— ААА!! — закричал Вадим и уронил мобильный телефон.
Жора тоже заорал. Ему показалось, что сама темнота дохнула на него холодной жутью.
— О боже, что там такое?! — вскрикнул он.
По полу что-то быстро задвигалось.
— Вадим, ты это слышишь? — зашептал Жора.
— Да! — громко ответил Вадим.
Появился свет, и Жора увидел Вадима, который стоял на четвереньках рядом с ним и светил своим мобильником в ту сторону, где он увидел зверя.
Одни трубы — и больше ничего. Вадим быстро обвел «фонариком» все помещение. Никого в нем не было.
— Вадим, пошли отсюда! — заныл Жора.
Тот ничего не ответил и вновь направил свет «фонарика» на пол и стены. Под трубами лежала папка со скоросшивателем «Дело». Вадим подошел поближе и поднял ее.
Жора мог поклясться, что он слышал все это время чье-то тяжелое дыхание. И у него появилось такое чувство, что сейчас обязательно что-то произойдет. Жора весь сжался — превратился в один сплошной комок нервов. Вадим же спокойно распрямился и посмотрел на папку «Дело», на обложке которой черным маркером было написано: «Вестница смерти».
Вадим сел на корточки и начал листать папку, освещая страницы.
— Что это за бред такой? Похоже на распечатанный из интернета роман.
Жора схватил его за плечо:
— Да пошли уже!
Вадим поднялся и осветил пол под ногами. Он увидел небольшие лужицы, в свете фонарика отливавшие желтым. Почесал пальцем висок, постоял, подумал и кивнул Жоре.

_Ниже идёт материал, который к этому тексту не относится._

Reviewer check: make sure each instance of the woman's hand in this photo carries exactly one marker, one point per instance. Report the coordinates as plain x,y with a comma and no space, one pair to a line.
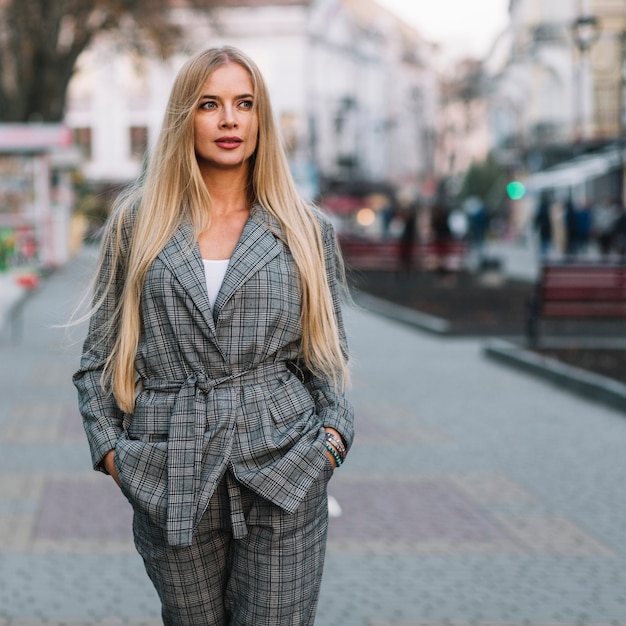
330,456
109,465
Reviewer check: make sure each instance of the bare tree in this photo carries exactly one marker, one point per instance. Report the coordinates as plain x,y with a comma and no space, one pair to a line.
40,41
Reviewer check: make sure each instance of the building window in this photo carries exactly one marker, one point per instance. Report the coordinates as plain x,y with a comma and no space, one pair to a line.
138,142
82,139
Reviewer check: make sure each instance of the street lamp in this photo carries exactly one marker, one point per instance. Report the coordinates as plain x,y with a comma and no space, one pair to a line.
585,32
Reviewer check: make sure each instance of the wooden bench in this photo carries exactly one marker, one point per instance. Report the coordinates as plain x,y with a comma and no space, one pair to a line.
574,291
387,254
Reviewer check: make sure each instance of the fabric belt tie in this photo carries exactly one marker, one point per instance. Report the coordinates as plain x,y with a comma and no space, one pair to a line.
185,445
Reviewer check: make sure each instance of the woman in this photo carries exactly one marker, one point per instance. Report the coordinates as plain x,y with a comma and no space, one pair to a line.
211,380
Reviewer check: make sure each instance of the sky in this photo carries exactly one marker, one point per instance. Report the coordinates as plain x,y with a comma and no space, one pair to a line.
462,27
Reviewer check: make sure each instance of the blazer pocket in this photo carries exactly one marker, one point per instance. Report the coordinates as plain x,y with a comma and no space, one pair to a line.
291,406
142,469
150,422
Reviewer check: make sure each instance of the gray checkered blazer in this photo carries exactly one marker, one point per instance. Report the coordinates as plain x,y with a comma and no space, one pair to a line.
218,388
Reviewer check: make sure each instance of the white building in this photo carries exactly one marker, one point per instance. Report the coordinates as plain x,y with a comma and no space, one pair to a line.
557,98
354,91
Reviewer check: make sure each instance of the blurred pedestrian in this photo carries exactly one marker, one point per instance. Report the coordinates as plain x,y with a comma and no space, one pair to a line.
407,238
211,379
572,234
619,234
603,223
584,215
543,224
442,234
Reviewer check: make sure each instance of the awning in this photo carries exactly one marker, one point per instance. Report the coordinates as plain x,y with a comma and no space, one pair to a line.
576,171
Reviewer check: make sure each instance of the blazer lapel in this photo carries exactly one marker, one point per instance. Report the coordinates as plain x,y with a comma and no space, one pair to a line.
182,255
256,247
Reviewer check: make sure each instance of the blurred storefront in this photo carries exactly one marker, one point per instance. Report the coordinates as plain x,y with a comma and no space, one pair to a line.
36,196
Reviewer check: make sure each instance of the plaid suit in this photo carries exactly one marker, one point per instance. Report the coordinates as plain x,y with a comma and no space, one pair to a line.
217,391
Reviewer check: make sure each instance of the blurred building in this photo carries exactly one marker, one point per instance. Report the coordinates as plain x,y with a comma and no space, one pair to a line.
355,92
464,135
557,97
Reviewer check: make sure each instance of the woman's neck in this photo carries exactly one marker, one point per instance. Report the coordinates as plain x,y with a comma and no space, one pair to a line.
228,190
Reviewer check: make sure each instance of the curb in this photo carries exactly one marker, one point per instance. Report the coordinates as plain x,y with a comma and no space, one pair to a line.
586,384
399,313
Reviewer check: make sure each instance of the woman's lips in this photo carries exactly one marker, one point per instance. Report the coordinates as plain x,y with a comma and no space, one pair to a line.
228,143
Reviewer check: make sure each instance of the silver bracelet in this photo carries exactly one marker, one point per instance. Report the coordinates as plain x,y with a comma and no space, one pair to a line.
337,444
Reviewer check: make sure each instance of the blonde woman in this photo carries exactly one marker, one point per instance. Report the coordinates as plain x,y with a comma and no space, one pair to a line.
211,381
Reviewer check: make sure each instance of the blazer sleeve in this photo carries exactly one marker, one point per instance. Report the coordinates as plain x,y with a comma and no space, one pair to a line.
102,418
332,406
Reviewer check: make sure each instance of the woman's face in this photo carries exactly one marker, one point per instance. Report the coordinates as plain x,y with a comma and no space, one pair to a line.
226,125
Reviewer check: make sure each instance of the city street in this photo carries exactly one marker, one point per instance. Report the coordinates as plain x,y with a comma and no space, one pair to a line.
474,494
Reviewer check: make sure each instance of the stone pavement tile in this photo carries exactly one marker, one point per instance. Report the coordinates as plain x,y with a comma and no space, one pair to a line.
63,513
450,515
33,423
457,622
76,588
552,534
386,424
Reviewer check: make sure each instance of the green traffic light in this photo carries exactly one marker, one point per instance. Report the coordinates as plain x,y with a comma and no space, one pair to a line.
516,190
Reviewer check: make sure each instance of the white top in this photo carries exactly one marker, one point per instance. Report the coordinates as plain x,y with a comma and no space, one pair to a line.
214,272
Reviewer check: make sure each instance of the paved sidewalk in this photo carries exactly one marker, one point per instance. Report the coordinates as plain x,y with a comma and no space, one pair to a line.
473,495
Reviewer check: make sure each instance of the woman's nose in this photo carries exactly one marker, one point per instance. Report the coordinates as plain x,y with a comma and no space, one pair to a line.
228,118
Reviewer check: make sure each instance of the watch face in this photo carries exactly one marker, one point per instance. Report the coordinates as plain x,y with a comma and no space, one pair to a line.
605,54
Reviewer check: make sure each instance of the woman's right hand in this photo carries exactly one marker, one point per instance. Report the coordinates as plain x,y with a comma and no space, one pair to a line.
109,465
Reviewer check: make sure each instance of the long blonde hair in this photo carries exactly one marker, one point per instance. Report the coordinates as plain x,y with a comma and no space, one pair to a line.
172,190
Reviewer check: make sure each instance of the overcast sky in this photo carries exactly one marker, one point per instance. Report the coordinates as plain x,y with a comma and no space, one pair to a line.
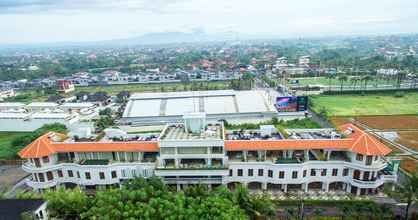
39,21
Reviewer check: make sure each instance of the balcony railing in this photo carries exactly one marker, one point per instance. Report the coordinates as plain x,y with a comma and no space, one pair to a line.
193,168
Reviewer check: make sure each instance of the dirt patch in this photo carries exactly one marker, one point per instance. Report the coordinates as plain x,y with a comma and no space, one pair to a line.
390,122
409,164
10,175
408,139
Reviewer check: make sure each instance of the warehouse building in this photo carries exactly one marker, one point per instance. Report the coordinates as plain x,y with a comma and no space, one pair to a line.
243,106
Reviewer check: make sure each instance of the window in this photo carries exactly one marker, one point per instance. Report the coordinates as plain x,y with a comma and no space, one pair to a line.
59,173
49,175
45,159
270,173
356,174
217,150
41,177
366,175
37,162
369,160
295,174
250,172
345,172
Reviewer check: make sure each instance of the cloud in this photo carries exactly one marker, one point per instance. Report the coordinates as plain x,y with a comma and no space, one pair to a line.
62,6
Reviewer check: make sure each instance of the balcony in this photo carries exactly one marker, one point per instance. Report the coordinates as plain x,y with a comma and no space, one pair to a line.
367,183
288,160
192,180
192,171
94,162
41,185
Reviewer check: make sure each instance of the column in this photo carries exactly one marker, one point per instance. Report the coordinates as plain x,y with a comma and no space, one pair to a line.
305,187
348,188
264,186
284,187
290,154
325,186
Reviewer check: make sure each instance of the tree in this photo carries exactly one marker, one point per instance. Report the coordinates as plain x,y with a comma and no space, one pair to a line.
407,192
106,112
290,212
104,122
317,212
329,77
66,204
342,79
354,80
366,79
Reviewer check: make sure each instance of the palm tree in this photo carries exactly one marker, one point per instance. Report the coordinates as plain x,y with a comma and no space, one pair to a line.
342,79
407,192
318,212
329,77
290,212
354,80
366,78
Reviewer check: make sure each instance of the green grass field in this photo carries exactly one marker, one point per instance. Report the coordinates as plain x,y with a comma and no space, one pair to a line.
335,82
164,87
6,149
355,105
31,95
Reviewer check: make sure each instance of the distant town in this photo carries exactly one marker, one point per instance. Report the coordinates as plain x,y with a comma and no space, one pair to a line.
260,129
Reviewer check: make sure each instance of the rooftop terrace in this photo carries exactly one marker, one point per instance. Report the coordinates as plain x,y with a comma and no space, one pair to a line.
178,132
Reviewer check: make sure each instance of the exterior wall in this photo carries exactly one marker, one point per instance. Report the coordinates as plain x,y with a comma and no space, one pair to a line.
13,124
299,168
124,170
226,174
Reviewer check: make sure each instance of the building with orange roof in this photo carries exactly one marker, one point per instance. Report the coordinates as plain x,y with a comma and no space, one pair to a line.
198,152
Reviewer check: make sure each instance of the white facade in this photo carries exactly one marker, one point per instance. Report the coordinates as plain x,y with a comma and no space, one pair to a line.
181,158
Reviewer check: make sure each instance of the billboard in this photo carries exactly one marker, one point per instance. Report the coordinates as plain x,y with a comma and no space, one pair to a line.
291,103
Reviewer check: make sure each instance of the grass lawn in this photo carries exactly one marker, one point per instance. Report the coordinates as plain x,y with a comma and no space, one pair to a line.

Переборов свой страх, Весюткина вышла из столовой с подносом в руках и зашагала по коридору терапевтического отделения. На подносе у нее стояли два стакана чая и лежали шесть кусочков батона с маслом.
Из палаты номер два выглянул, хищно улыбаясь, старший Хонкин.
— Ну, наконец-то, — произнес он.
Весюткина осторожно приблизилась к нему. На ее лице красовались синяки, появление которых она объяснила Магамединову тем, что споткнулась и, падая, лицом налетела на ручку двери. Зная горячий характер Максима Викторовича, она предпочла скрыть правду. Не хватало еще в отделении кровопролития. А вдруг Магамединову не удалось бы поставить этого козла на место, а вдруг Максим Викторович пострадал бы еще сильнее, чем она?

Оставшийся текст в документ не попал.